Italian Inflation Continues to Head for the Moon
by Robert Brusca  March 16, 2022

Italy's inflation rate remains high and continues to show acceleration in February. The inflation gauge as measured by the HICP shows Italian prices up 1.3% in February, slightly less than the 1.5% they grew in January, but still a very high increase month-to-month. The HICP core gain was 0.9% in February, up from 0.5% in January. Italy’s domestic inflation measures continue to show heat as well.

Inflation accelerates broadly
The sequential inflation rates for Italy show the headline rate going from a 6.1% pace over 12 months to a 9.5% annual rate over six months to a 13.8% annual rate over three months. For the core rate, that progression is 1.8% over 12 months, 4.1% over six months and 6.3% over three months. Both headline and core measures of inflation show acceleration. Prices remain hot monthly across the board. Not only is Italian inflation high and accelerating but the diffusion characteristics of inflation reinforce the notion that inflation is accelerating and broad. The diffusion index for three-month inflation is at 75%, for six-months it's at 75% and for 12 months it's at 58.3%. A diffusion reading at 50% implies that inflation acceleration and deceleration for the period are balanced across various CPI line-items. At 75%, the diffusion index is showing inflation is greatly tilted toward acceleration and we see that condition over three months and six months as well as a sizable tilt toward more inflation acceleration over 12 months.

Monthly trends
Looking at monthly data the inflation rate across the various domestic components, we find it increased in all but two of them in February- that's an acceleration in all but two out of 12 components. Similarly, inflation increased month-to-month in January for all components except 2 and the same was true in December. The monthly data reinforce what we see in the sequential data: they show that inflation is accelerating period-to-period whether it's 12-months to six-months to three-months or December to January to February.

On a quarter-to-date basis- this is with two months of data in for the first quarter- inflation is rising at a 13.6% annual rate for the headline HICP and at a 5.4% annual rate for the core. The domestic measure shows headline inflation at an 11.5% pace with the core at a 3% pace. The domestic measures are slightly less hot than the HICP measures employed by the ECB.

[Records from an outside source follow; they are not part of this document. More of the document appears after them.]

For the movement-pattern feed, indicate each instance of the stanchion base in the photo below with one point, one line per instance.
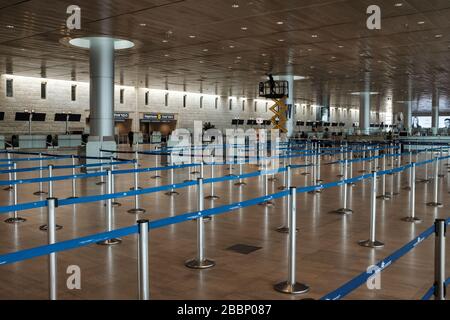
(136, 211)
(371, 244)
(45, 227)
(435, 204)
(40, 193)
(267, 204)
(289, 288)
(343, 211)
(412, 220)
(15, 220)
(284, 229)
(204, 264)
(110, 242)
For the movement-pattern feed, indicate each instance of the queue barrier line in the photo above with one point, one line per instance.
(362, 278)
(78, 166)
(123, 232)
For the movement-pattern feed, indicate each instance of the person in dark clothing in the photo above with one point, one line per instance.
(131, 138)
(271, 83)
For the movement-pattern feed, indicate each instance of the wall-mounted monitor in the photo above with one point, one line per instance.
(74, 117)
(39, 117)
(22, 116)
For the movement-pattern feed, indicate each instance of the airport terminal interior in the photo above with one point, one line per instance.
(224, 149)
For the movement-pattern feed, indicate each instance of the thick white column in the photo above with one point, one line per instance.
(290, 125)
(435, 112)
(102, 87)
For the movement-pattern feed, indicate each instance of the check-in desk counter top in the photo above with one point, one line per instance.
(33, 142)
(69, 141)
(421, 143)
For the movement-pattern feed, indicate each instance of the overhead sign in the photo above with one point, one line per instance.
(159, 117)
(121, 115)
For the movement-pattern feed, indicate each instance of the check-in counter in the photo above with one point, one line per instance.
(32, 142)
(421, 143)
(69, 141)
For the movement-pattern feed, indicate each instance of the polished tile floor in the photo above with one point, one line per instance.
(327, 252)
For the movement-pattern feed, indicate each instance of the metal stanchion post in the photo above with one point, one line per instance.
(109, 212)
(412, 198)
(439, 259)
(102, 179)
(10, 187)
(345, 210)
(172, 191)
(212, 196)
(52, 269)
(74, 180)
(372, 242)
(16, 218)
(50, 194)
(383, 195)
(285, 228)
(267, 203)
(200, 262)
(241, 182)
(143, 261)
(137, 209)
(291, 286)
(41, 189)
(436, 202)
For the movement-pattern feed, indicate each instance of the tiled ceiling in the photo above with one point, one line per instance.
(324, 40)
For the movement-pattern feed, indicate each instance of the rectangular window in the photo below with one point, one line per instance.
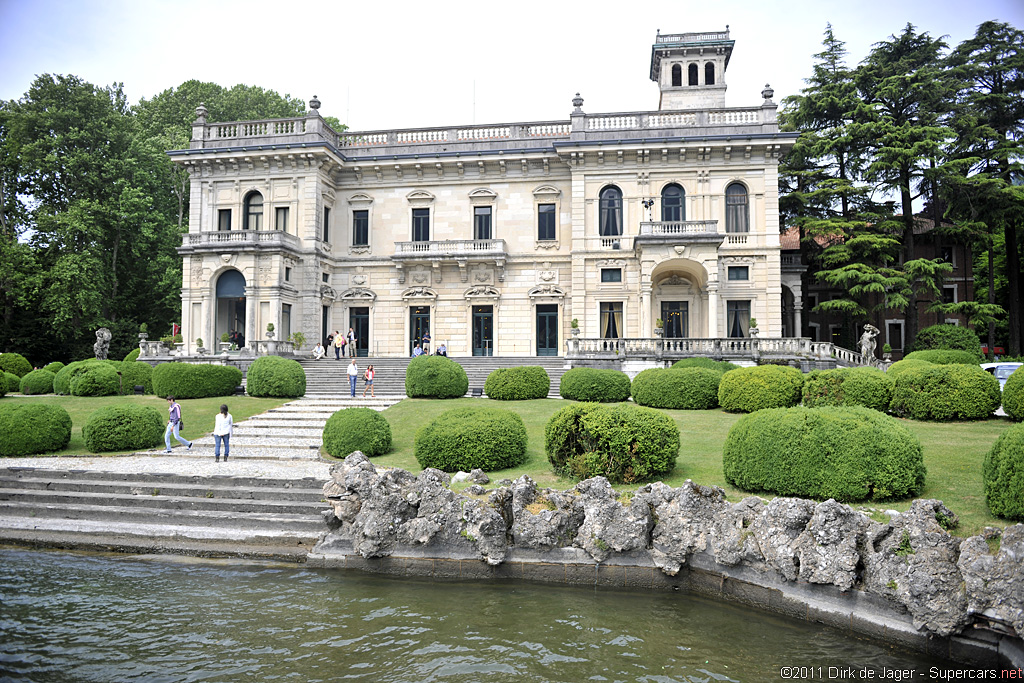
(360, 227)
(611, 319)
(421, 224)
(481, 222)
(739, 272)
(546, 221)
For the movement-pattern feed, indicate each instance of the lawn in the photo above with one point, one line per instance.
(198, 414)
(953, 453)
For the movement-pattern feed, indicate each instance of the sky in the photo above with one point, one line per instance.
(407, 65)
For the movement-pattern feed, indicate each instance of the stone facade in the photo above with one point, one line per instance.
(494, 238)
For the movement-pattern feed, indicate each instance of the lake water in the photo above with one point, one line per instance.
(77, 616)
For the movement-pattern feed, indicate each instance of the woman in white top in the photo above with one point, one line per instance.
(222, 431)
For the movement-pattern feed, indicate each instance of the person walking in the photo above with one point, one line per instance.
(222, 429)
(353, 374)
(368, 378)
(174, 424)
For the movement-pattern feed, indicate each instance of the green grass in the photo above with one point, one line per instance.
(953, 453)
(199, 414)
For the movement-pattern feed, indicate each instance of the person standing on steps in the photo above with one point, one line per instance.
(174, 424)
(222, 430)
(353, 374)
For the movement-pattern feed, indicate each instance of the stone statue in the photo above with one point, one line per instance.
(102, 344)
(867, 341)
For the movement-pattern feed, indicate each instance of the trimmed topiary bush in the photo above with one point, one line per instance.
(749, 389)
(27, 429)
(466, 438)
(1003, 473)
(850, 454)
(274, 377)
(683, 389)
(625, 442)
(184, 380)
(37, 382)
(15, 364)
(944, 356)
(435, 377)
(1013, 395)
(591, 384)
(517, 383)
(945, 392)
(123, 428)
(353, 429)
(848, 386)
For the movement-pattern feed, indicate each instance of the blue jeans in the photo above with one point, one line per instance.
(172, 427)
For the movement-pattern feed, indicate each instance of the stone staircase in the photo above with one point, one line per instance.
(330, 378)
(151, 512)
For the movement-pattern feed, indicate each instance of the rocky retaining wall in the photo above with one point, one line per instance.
(907, 581)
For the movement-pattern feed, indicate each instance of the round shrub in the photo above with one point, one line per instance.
(945, 392)
(848, 386)
(1013, 395)
(184, 380)
(944, 356)
(435, 377)
(850, 454)
(38, 381)
(707, 364)
(27, 429)
(1003, 473)
(683, 389)
(353, 429)
(271, 376)
(517, 383)
(123, 428)
(624, 443)
(749, 389)
(466, 438)
(591, 384)
(15, 364)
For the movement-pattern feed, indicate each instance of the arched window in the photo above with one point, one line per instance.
(253, 219)
(736, 213)
(673, 208)
(611, 212)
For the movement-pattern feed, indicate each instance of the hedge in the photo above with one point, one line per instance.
(945, 392)
(591, 384)
(38, 381)
(848, 386)
(1013, 395)
(184, 380)
(271, 376)
(625, 443)
(467, 438)
(15, 364)
(683, 389)
(123, 428)
(517, 383)
(27, 429)
(353, 429)
(435, 377)
(1003, 473)
(944, 356)
(849, 454)
(749, 389)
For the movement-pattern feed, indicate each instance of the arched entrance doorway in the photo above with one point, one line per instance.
(230, 304)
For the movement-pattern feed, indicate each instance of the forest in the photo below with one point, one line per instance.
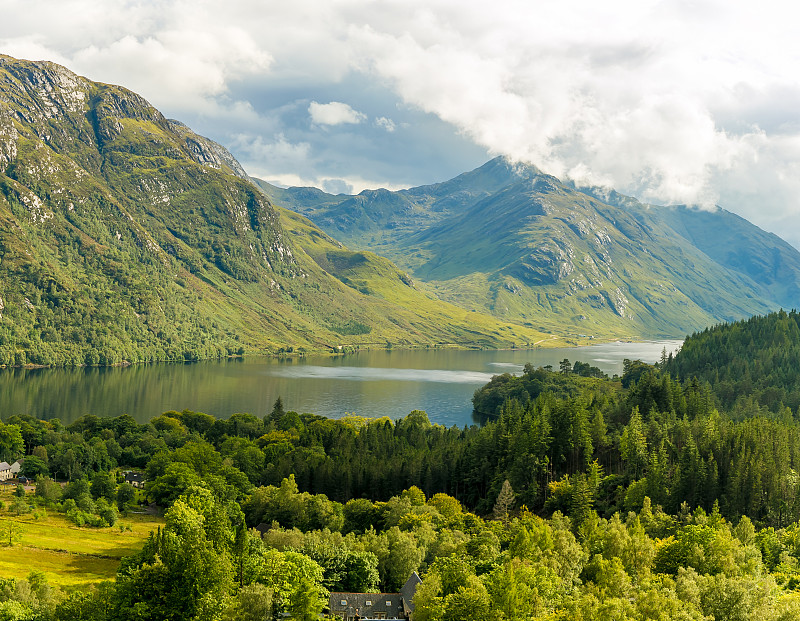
(670, 492)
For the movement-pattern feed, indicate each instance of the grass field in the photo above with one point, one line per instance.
(70, 557)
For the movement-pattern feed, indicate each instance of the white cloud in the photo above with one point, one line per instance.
(695, 102)
(334, 113)
(385, 123)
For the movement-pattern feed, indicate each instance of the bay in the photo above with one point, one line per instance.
(375, 383)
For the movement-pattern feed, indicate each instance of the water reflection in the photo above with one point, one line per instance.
(391, 383)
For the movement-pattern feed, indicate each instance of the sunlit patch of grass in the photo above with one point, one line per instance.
(68, 555)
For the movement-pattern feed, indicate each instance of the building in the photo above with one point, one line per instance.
(362, 606)
(134, 478)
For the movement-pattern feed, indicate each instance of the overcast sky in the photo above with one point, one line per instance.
(672, 102)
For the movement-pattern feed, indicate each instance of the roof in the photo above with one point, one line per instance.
(394, 605)
(369, 605)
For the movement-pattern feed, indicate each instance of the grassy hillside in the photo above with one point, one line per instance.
(513, 242)
(125, 237)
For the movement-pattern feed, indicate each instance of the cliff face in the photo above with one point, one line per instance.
(515, 242)
(126, 236)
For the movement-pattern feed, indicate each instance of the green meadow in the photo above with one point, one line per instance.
(69, 556)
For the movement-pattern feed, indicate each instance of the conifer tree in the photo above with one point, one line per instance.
(505, 500)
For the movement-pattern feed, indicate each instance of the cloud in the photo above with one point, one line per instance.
(387, 124)
(691, 102)
(334, 113)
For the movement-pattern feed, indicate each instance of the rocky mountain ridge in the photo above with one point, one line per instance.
(125, 237)
(513, 241)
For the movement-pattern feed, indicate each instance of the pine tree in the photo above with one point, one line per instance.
(505, 500)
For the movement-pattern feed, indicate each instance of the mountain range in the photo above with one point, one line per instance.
(125, 236)
(512, 241)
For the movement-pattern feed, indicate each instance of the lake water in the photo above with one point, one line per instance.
(378, 383)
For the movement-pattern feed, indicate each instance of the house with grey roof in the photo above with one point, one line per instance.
(363, 606)
(5, 471)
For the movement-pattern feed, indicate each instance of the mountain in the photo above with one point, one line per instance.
(512, 241)
(125, 236)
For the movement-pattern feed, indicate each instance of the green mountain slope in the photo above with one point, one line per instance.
(521, 245)
(124, 236)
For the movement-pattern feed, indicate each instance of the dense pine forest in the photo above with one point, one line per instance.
(670, 492)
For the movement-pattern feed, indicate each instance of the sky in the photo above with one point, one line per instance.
(677, 102)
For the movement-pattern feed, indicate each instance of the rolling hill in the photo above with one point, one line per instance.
(125, 237)
(512, 241)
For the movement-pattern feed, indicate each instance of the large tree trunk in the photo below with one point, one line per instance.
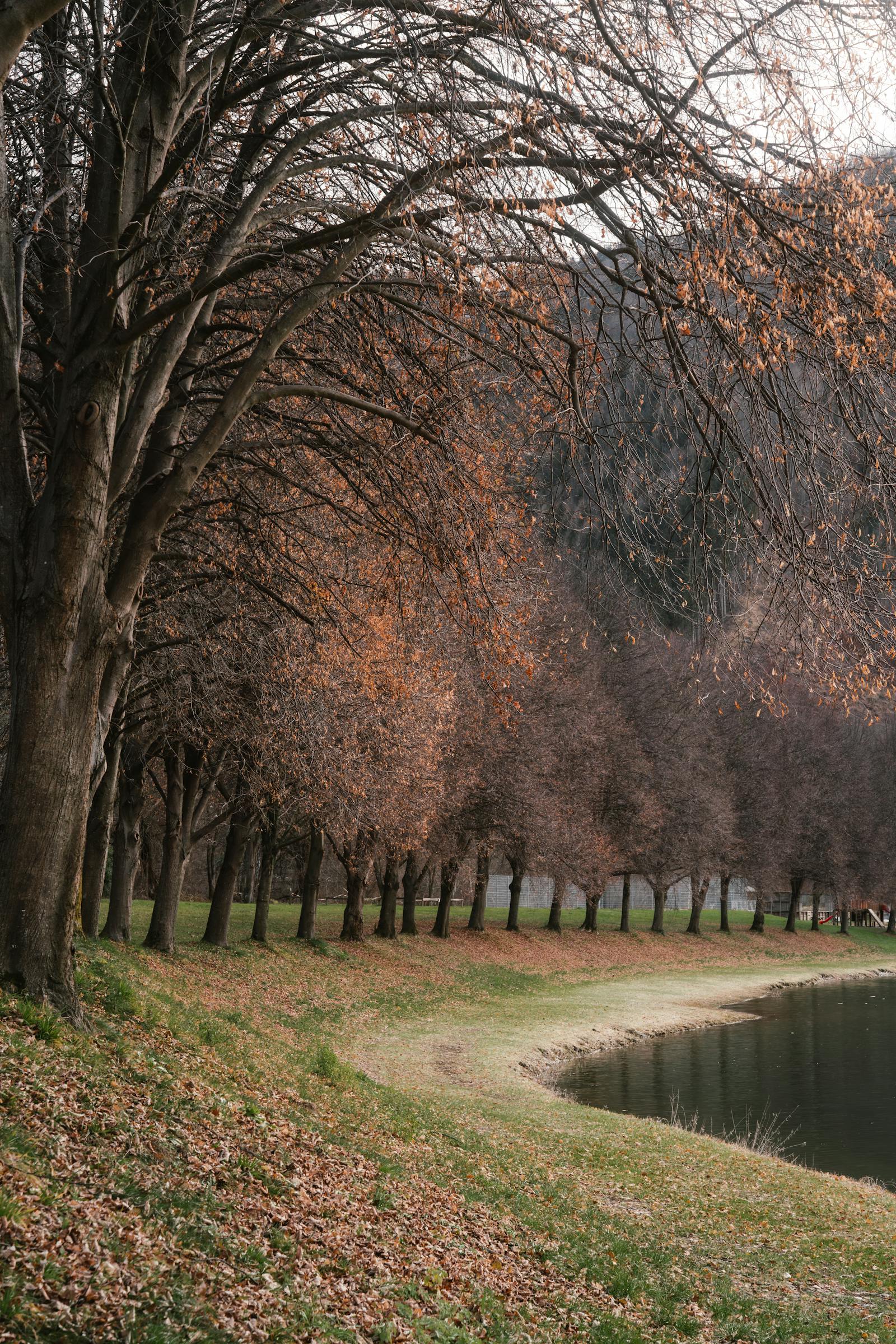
(793, 909)
(725, 883)
(311, 883)
(354, 914)
(517, 870)
(627, 904)
(186, 804)
(175, 854)
(414, 874)
(477, 910)
(389, 898)
(125, 858)
(448, 883)
(554, 924)
(249, 873)
(265, 875)
(58, 651)
(355, 863)
(699, 889)
(759, 914)
(100, 821)
(225, 891)
(660, 893)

Despite the high inflation levels in Italy, Italian inflation has generally been tracking below German inflation in recent years. Italy went through a period of austerity and was able to gain control of its inflation rate. But now inflation seems to permeate the economy and Italy has a clear inflation fight on its hands. Increases in global energy costs are going to continue to weigh on Italy, a country that is dependent on imported energy. The ECB will be raising interest rates to try to fight off these inflation effects as the year goes on, but inflation in Italy appears to be high, entrenched, and broad so the economy is going to have a lot of work ahead of it to put this inflation back down inside parameters that are acceptable from an EMU-wide targeting standpoint of around 2%.